Proud to be White!

Donna Chirico (April 29, 2012)
When did we become the White privileged? When did we leapfrog over our fellow tenement dwellers to a position of lofty self-righteousness? When did we lose sight of our own immigrant heritage of discrimination and exploitation?



"Proud to be White!" is the subject line of an email that keeps bubbling up from the cesspool of Internet disinformation.  In 2007, Michael Richards’ name was added to the email claiming the assertions are part of his defense statement at a trial resulting from racist comments made while performing at the Laugh Factory (in November 2006).  The truth is there was no such trial nor are the statements those of Richards.  The aim of the email is to legitimize the anti-Black and anti-Hispanic sentiments expressed behind closed doors by declaring, “There is nothing improper about this e-mail.”  The tirade challenges the notion of white privilege as expressed in models such as critical race theory where white supremacy is seen as ingrained in American society and used to perpetuate the second-class citizenry of minority groups such as Blacks and Latinos.  Whites are not racists they are only seen to be so when they try to salvage their entitlements without having to share them. 

 

The email has been aggrandized in its latest manifestations to bring Jews and Muslims into the harangue.

 

You have Martin Luther King Day.

You have Black History Month.

You have Cesar Chavez Day.

You have Yom Hashoah.

You have Ma'uled Al-Nabi.

 

The convoluted logic of the email maintains that while others are free to have days that celebrate their cultural pride, if Whites tried to do this, “we” would be seen as racist. 

 

I note that Columbus Day is not included.

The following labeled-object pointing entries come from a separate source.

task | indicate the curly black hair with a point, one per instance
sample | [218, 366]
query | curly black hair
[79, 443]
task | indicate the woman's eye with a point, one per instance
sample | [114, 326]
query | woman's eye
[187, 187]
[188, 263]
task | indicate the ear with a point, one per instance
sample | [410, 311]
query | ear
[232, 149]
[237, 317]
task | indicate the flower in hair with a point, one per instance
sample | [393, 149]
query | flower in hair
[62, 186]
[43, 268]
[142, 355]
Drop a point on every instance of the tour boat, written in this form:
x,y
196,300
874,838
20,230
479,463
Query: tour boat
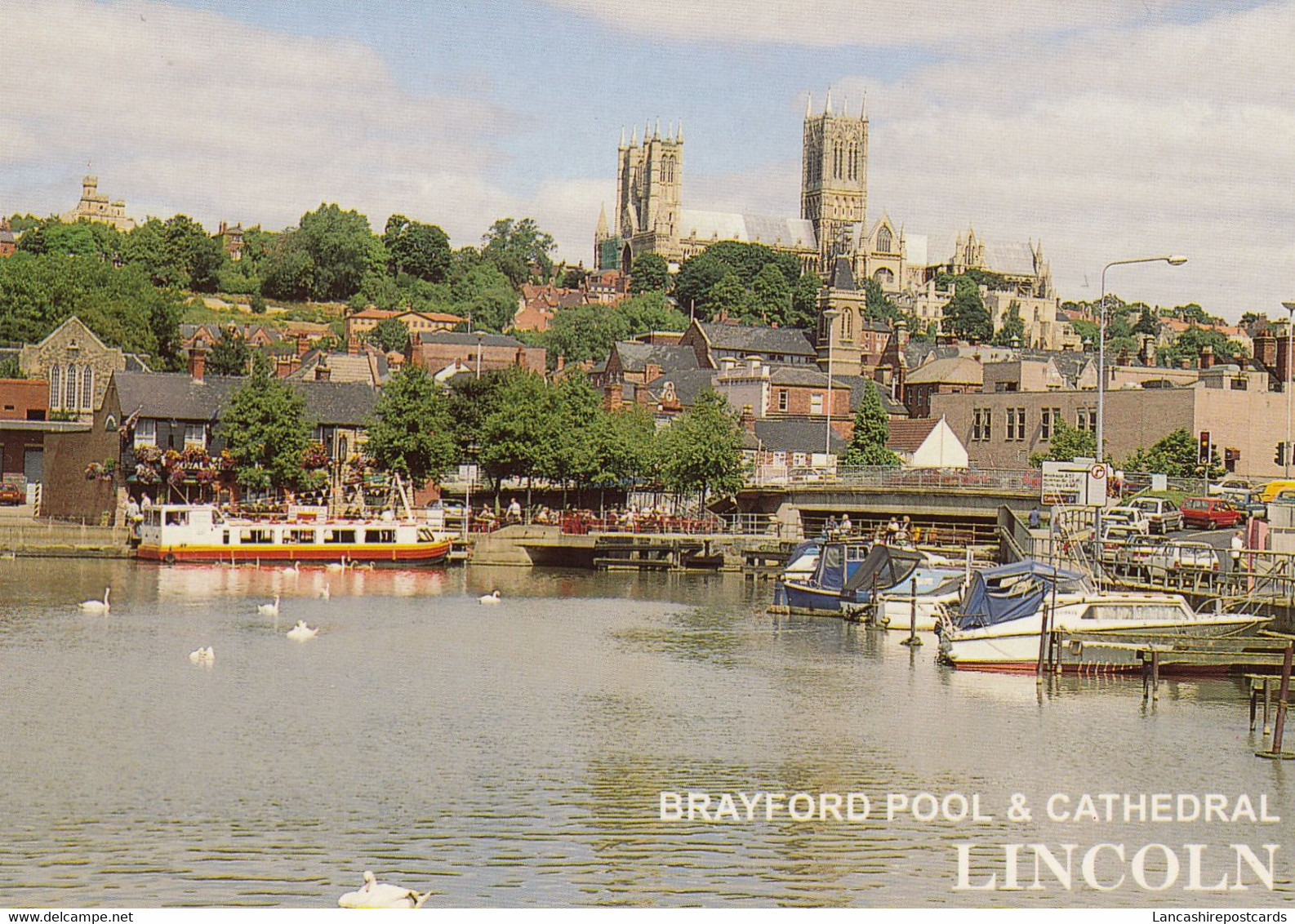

Perhaps this is why I received this email multiple times from individuals who present as Italian/American.  The latest came from one of my oldest and dearest friends, a person from the “old” neighborhood, a neighborhood of startling diversity.  The support for such outright drivel among Italian Americans is troublesome at many levels.  When did we become the White privileged?  When did we leapfrog over our fellow tenement dwellers to a position of lofty self-righteousness?  When did we lose sight of our own immigrant heritage of discrimination and exploitation?

 

The email gives the sender a chance to vent about a changing America and do so as a member of the historical White power monopoly, even though there is no basis for inclusion from the perspective of the Italian American immigrant experience.  The charges in the email are a denial of a past filled with hostility towards Italian immigrants.  It is easy to understand the psychic need for the rant in a world where political and economic control is still out of reach for the working and middle class, but disheartening to hear it from folks whose parents and grandparents were the targets of the same misguided rhetoric. 

 

This new American hate expressed by Italian Americans was vivid in their support of the recent failed presidential bid of Rick Santorum.  Backing a candidate whose ideology would have sent most Italian immigrants back where they came is a supreme act of self-deception.  By shifting allegiance to the Republican and Conservative parties, Italian Americans get to distance themselves from people of color.  Frank Sinatra and Ronald Reagan.  Gary Sinise and John McCain.  White by association if not by birthright.  Proud to be White and apparently not ashamed to be racist.